La madre del herido se levantó de la mesa y tras ordenar a la joven doméstica que atendiera el menor de los deseos de su huésped, desapareció del comedor dejando a ambos muchachos frente a sendas copas de un licor de cerezas de elaboración casera.

Al principio, hablaron del incidente acaecido y de hechos intrascendentes, luego se adentraron en un tema que dado el ambiente que había en el sur era inobviable, las prédicas del arcediano tenían más que alarmada a la comunidad judía y entonces, casi sin darse cuenta, Simón aludió a los hechos acaecidos en Toledo referidos a la destrucción de la aljama de las Tiendas y se encontró, casi sin sentir, explicando el motivo de sus afanes, que no era otro que dar con el paradero de los Ben Amía sin explicar, claro es, el cómo y el porqué de sus trajines.

—¿Y decís que desconocéis el paradero de esta familia desde hace más de seis años?

—Así es, y estoy casi a punto de rendirme. He recorrido la vega andaluza de cabo a rabo, durante este último año, y nadie me ha sabido dar noticia de ellos.

El muchacho se quedó pensativo y algo hizo que el corazón de Simón comenzara a acelerarse.

—¿Qué estáis cavilando?

—El caso es.… que no sé de dónde, este apellido me rueda por la cabeza.

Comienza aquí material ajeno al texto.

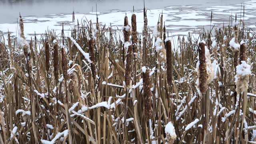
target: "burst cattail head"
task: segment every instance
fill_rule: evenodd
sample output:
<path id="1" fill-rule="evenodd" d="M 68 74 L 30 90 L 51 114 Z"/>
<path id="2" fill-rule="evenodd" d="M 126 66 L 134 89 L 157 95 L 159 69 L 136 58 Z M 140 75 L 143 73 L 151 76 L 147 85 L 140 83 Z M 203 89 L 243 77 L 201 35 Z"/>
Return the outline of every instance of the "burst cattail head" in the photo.
<path id="1" fill-rule="evenodd" d="M 61 58 L 62 68 L 63 70 L 63 78 L 65 80 L 68 79 L 68 64 L 67 62 L 67 53 L 65 46 L 62 45 L 61 48 Z"/>
<path id="2" fill-rule="evenodd" d="M 177 135 L 175 133 L 175 129 L 172 122 L 170 122 L 166 124 L 164 131 L 166 135 L 167 144 L 174 144 Z"/>
<path id="3" fill-rule="evenodd" d="M 162 40 L 158 37 L 156 41 L 156 51 L 157 54 L 158 64 L 162 64 L 166 61 L 166 53 Z"/>
<path id="4" fill-rule="evenodd" d="M 204 41 L 199 43 L 199 60 L 197 64 L 198 75 L 198 84 L 200 92 L 202 94 L 205 94 L 207 89 L 207 74 L 206 70 L 206 58 L 205 57 L 205 42 Z"/>
<path id="5" fill-rule="evenodd" d="M 124 17 L 124 26 L 122 28 L 123 33 L 124 33 L 124 42 L 130 41 L 130 36 L 131 36 L 131 26 L 128 23 L 128 17 L 126 16 Z"/>
<path id="6" fill-rule="evenodd" d="M 133 53 L 136 58 L 138 56 L 138 33 L 137 32 L 137 23 L 136 15 L 132 16 L 132 41 L 133 46 Z"/>
<path id="7" fill-rule="evenodd" d="M 45 65 L 47 71 L 49 71 L 50 69 L 50 48 L 48 42 L 45 43 Z"/>
<path id="8" fill-rule="evenodd" d="M 16 69 L 14 67 L 13 62 L 13 57 L 12 56 L 12 42 L 10 32 L 8 33 L 8 46 L 9 46 L 9 50 L 10 51 L 9 58 L 10 61 L 10 69 L 12 70 L 13 73 L 16 72 Z"/>
<path id="9" fill-rule="evenodd" d="M 143 91 L 144 102 L 144 106 L 145 109 L 145 114 L 146 119 L 148 121 L 151 118 L 152 116 L 151 111 L 151 98 L 153 96 L 152 92 L 150 90 L 151 88 L 151 82 L 149 77 L 149 70 L 148 68 L 144 66 L 142 68 L 142 75 L 143 80 Z"/>
<path id="10" fill-rule="evenodd" d="M 235 82 L 236 87 L 236 91 L 239 93 L 242 92 L 247 92 L 248 89 L 250 75 L 251 73 L 251 66 L 244 61 L 236 66 L 236 74 L 235 76 Z"/>
<path id="11" fill-rule="evenodd" d="M 172 86 L 172 55 L 171 41 L 167 38 L 164 41 L 166 42 L 166 65 L 167 83 L 169 86 Z"/>
<path id="12" fill-rule="evenodd" d="M 58 79 L 59 71 L 59 56 L 58 52 L 58 45 L 57 41 L 54 40 L 53 42 L 53 63 L 54 68 L 54 78 L 56 80 Z"/>
<path id="13" fill-rule="evenodd" d="M 93 48 L 93 40 L 92 38 L 89 40 L 89 50 L 90 59 L 92 61 L 91 63 L 91 69 L 92 70 L 92 77 L 95 80 L 96 78 L 96 67 L 95 66 L 95 53 Z"/>
<path id="14" fill-rule="evenodd" d="M 129 42 L 124 44 L 124 47 L 126 49 L 126 64 L 125 66 L 125 74 L 124 75 L 124 87 L 128 90 L 132 87 L 132 45 Z"/>
<path id="15" fill-rule="evenodd" d="M 20 14 L 20 36 L 21 38 L 25 39 L 25 35 L 24 34 L 24 24 L 23 24 L 23 19 L 22 18 Z"/>
<path id="16" fill-rule="evenodd" d="M 70 72 L 70 73 L 68 90 L 70 92 L 73 92 L 75 88 L 78 88 L 78 77 L 76 72 L 74 70 Z"/>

—¡Por el Arca de la Alianza, haced memoria!

Un silencio se alzó en la estancia. Solamente se oía la respiración agitada de Simón, el tamborilear de los dedos de Matías en el tablero de la mesa y las risas de Constanza, la joven mucama, en la cocina. Súbitamente el rostro de Matías se iluminó.

—Ya lo tengo.

—¿Qué es lo que tenéis?

—Veréis, hace ya no recuerdo si cinco o seis años, acudió a la banca de Sólomon Levi un joven que demandó por el banquero, es éste un hombre circunspecto y poco dado a efusiones en público, a mí me sorprendió el trato que dispensó a aquella persona y más aún cuando me encomendó la tarea de cambiar los nominativos de unos pagarés demasiado importantes en cuanto a su importe y ponerlos a nombre de otras personas sin aportar documentación alguna.

Simón bebía las palabras del otro.

—Proseguid, por favor.

—El caso es que además se hizo una compraventa poco común, si no es condicionada a viajes por mar, para un trayecto relativamente corto, ya que se trataba de ir desde Córdoba a Sevilla. Yo en persona despaché este negocio y daos cuenta de que a no ser por la peculiaridad del mismo, se me hubiera ya olvidado, tal es la cantidad de asuntos que se despachan en la banca de dom Sólomon.

La voz de Simón era un hilo.

—Y ¿decís que todo este trajín se industrió para trasladarse a Sevilla?

—Ciertamente, recuerdo que oí que se despacharían los criados y que partiría el hombre únicamente con un par de servidores de toda confianza, una ama y su esposa, lo que ignoro es si Sevilla iba a ser final de trayecto o tenía intención de ir más lejos.

La cabeza de Simón bullía como una marmita al fuego.

—Por lo que más queráis, ¿podéis recordar el nombre al que fueron inscritos los pagarés?

—Recuerdo el del cedente, Ben Amía era el apellido y el nombre Rubén, pero el del librado, la verdad no lo recuerdo.

—Haced un esfuerzo, si en algo valoráis el hecho de salvar vuestra vida, dándome este nombre, me habréis devuelto la mía.

El otro parecía sorprendido.

—¿A tal punto llega vuestro interés?

—No podéis imaginarlo.

De nuevo quedó meditando Matías. Intento vano.

—Es inútil, es imposible, pero hay una solución, acudid mañana a la banca de Sólomon Levi que está en la calle del Santo Espíritu e intentaré encontrar en los archivos de hace cuatro o cinco años la referencia, pero creed que no es empeño baladí pues debe de haber más de mil asientos contables.

—¿A qué hora queréis que me presente?

—Hacedlo al mediodía, así me daréis tiempo y ésa es la hora que dom Sólomon sale a comer.

—Si me dais este nombre, el que estará siempre en deuda con vos seré yo.